When the child comes to me for class, I see him as needing a lot of work to develop the physical education skills, but in most of the rest of the curriculum teachers see him as gifted. This is sometimes the case with physical education, but usually it is the opposite where we have very gifted athletes who are not so gifted academically.
The meeting with the parents reminded me that the child was very gifted naturally in the area of science, but in order to develop competence in the area of physical education, it was going to take massive efforts. So then it dawned on me that, in my view, it was perfect for that child. He has a natural gift for science, but he also has a responsibility to develop his body. The former he breezes through with little effort and gains all kinds of key insights, but up until this point the latter has suffered to the point where he gives up so easily on himself with physical activities. I told the parents that it was great for him that he had to make so much effort to make physical progress because that is where he was going to learn how to solve the very most difficult problems that require effort. Up until this time everyone had given recognition to his gifts in science, but had given up on his physical abilities.
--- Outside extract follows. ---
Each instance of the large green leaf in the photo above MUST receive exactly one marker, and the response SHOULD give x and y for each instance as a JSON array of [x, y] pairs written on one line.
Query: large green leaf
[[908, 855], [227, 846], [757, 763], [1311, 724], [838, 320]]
Something magical happened between the time that I met with the parents and the next class which was today. When he came to class, he made a massive effort and started accomplishing things that I didn’t believe he could hitherto ever accomplish. It was pretty spectacular.
If you had read the book, The Element, by Ken Robinson, you know that his focus is on recognizing the gifts that come naturally to a person, but are often missed in school. This is because schools are not oriented toward looking for gifts and developing them. They are looking to develop abilities to serve the current machine. If a person has a natural gift such as someone like the great tennis player, Roger Federer, basically the work of developing their ability is to put them in the right environments with the right teachers, and then they flourish. This is what is usually missing in our culture because we are fearful of our children living a life of poverty outside of the current economic culture.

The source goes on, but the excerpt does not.